Duo
Une rentrée en duo, avec caro-carito du blog les heures de coton. Nos textes se croisent : son texte est sur Presquevoix, quant au mien, il est sur son blog.
La consigne était la suivante : Une musique de John cage « Dream » et cette citation extraite « des mots » de Jean Paul Sartre : « J’étais un enfant, un monstre qu’ils fabriquaient avec leurs regrets »
L’héritage
Ma mère m’a quitté juste avant mon cinquième anniversaire. J’avais été jusque-là un enfant. J’allais devenir un monstre qu’ils allaient fabriquer avec leurs regrets, mais je ne le savais pas encore.
Je suis devenu quelqu’un. Estampillé, diplômé, inséré. Propre sur lui, poli, lisse. Pas un cheveu ne dépassait de ma tête, pas plus qu’une idée d’ailleurs. Quelqu’un de fréquentable, de fréquenté et de rassurant, quelqu’un qui avait réussi, répondant, dépassant leurs secrètes espérances. Marié, enfants, maisons, vacances salutaires en bord de mer.
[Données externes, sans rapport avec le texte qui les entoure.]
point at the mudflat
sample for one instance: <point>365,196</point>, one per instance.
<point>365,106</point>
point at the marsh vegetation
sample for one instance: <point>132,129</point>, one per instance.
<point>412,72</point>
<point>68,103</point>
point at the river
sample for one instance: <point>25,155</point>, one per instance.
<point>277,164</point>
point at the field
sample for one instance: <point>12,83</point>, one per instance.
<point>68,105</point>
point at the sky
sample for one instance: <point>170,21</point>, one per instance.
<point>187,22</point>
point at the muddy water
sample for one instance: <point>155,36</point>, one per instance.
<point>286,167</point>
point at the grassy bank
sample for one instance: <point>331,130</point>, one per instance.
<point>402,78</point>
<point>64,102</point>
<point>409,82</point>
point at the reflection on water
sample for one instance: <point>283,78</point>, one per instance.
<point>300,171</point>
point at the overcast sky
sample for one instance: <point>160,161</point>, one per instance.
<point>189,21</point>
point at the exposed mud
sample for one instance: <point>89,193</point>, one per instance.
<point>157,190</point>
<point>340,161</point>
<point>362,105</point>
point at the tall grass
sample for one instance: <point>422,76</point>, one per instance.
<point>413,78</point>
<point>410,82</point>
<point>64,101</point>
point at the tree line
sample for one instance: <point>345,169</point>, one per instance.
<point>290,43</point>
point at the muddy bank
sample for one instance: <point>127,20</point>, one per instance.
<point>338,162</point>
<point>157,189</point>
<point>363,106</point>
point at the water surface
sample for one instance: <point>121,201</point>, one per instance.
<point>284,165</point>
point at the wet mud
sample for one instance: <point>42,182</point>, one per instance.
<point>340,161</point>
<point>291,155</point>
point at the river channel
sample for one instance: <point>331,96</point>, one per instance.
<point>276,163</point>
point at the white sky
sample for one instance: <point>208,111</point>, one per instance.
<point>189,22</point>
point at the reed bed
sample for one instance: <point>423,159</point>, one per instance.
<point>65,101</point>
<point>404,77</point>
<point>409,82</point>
Je leur dissimulais l’envers de leur rêve, ma part d’ombre soigneusement soustraite à leurs regards.
J’ai assisté à ma première séance d’hypnose par hasard. Une lubie dans laquelle un ami qui déraillait m’a entraîné. La déferlante d’émotions qui jaillit m’asphyxia littéralement. Je rentrai chez moi, abasourdi. Le sommeil me devint étranger. Je retournai à l’adresse que j’avais notée sur mon agenda. Je sortis de la séance dans le même état de choc que la fois précédente.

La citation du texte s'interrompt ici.